<$BlogRSDUrl$>

Wednesday, June 21, 2006

Honesty without openess? 

The will to attempt to craft anything here has departed, at least for now, although I’m still hopeful of being reunited with it some day. On the other hand, saying nothing achieves nothing, while keeping posts sanitised achieves very little more than that, so I might just as well abandon yesterday’s intent after only 24 hours, be less picky and at least say something – after all, this is only a blog, no-one actually has to read it. Indeed, very few do these days. Most of the hits come from Google image searches (which may in itself be significant, but I’ll follow up that one another day. For example, Older but no wiser is the #2 hit for common newt, #6 for silver grass, #4 for glow, #1 for lyn idwal…).

I said I was keeping my mouth shut. It was getting worse than that; I’ve been censoring my own thought processes and simply avoiding pathways I didn’t want to go down. I’d take a few steps, see where they were leading, and deliberately back away again, leaving those paths untrodden. My rationale was that I’d tried them all before and they either lead nowhere useful, or somewhere unpleasant.

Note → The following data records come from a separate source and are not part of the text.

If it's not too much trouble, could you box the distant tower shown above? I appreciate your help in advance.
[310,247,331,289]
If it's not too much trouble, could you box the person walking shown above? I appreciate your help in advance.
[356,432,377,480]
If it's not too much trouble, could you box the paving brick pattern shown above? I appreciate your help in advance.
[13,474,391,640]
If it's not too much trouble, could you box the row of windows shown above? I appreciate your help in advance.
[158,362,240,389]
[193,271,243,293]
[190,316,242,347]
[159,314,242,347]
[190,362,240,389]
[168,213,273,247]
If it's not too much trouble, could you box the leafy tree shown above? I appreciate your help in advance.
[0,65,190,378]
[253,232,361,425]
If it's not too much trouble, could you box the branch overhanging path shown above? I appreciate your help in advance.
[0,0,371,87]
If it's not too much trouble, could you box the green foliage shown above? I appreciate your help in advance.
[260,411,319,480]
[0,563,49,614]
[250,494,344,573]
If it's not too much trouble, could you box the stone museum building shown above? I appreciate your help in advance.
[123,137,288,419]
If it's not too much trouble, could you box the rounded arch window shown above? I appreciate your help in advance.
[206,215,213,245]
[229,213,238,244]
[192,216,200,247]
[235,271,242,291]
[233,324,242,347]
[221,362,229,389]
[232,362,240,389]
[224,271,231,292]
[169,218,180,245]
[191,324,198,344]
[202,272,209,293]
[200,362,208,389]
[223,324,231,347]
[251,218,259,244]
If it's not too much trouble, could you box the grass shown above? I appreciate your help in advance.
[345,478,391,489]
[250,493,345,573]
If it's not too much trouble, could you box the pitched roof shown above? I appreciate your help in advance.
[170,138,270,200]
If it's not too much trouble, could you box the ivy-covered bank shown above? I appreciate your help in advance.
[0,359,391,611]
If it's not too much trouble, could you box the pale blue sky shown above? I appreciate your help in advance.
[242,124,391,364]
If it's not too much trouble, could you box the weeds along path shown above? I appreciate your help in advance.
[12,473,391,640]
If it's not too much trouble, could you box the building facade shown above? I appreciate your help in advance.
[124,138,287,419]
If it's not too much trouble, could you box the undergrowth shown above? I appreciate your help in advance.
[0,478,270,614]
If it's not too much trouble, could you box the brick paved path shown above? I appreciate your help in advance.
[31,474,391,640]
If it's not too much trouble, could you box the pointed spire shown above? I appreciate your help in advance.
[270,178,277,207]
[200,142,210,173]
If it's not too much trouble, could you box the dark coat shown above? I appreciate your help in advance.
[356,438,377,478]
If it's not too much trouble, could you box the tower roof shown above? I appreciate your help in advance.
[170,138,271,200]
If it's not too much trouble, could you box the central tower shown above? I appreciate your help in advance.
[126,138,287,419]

Earlier today, a colleague of mine showed me a PhD dissertation done by an acquaintance. Two hundred and eighty eight pages of it. I remarked that I couldn’t do that now (not that I ever did before). I may or may not have the capacity, but that wouldn’t be the central issue – I couldn’t do it, because to do something like that requires such a huge commitment, a level of dedication and drive I know I couldn’t sustain. There would have to be some purpose beyond the simple end product; it would have to be a stepping stone leading on to some greater purpose than simply gaining letters after one’s name.

But – and this is the point, one of those negative thoughts I‘ve been avoiding - I can no longer conceive of having a goal which would provide a sufficiently powerful pull to overcome the obstacles along the way.

Is this apathy? It certainly looks like it. A “So what? What’s the point?” attitude. I used to have so much energy and enthusiasm; my counsellor remarked on it several times. It was only a few months back that I remember a colleague saying “My God, that’s the first time I’ve heard Andy having a moan”. I still present a positive face to the world, mostly. But it’s a face that’s becoming weary and growing more cynical by the day. Its source is more habit than anything else.

But I do at least have enough pride left to feel shame at this mutation into a middle-aged, clock-watching, doing-just-enough-to-get-by cynic.

Mind you, to be fair on myself, there is more to it than that. For the perhaps first time in my life, I’m growing deeply worried about the future. Gazing into my crystal ball and seeing only problems, uncertainty, potential hardship and no resolution in sight. And the trouble is, they’re not things I can talk about here because to do so would encroach on others’ privacy.

To blog, or not to blog. That is the question.

No, in spite of everything, I’m not quite ready to pack it all in just yet. I just need to figure out how to be honest without being altogether open.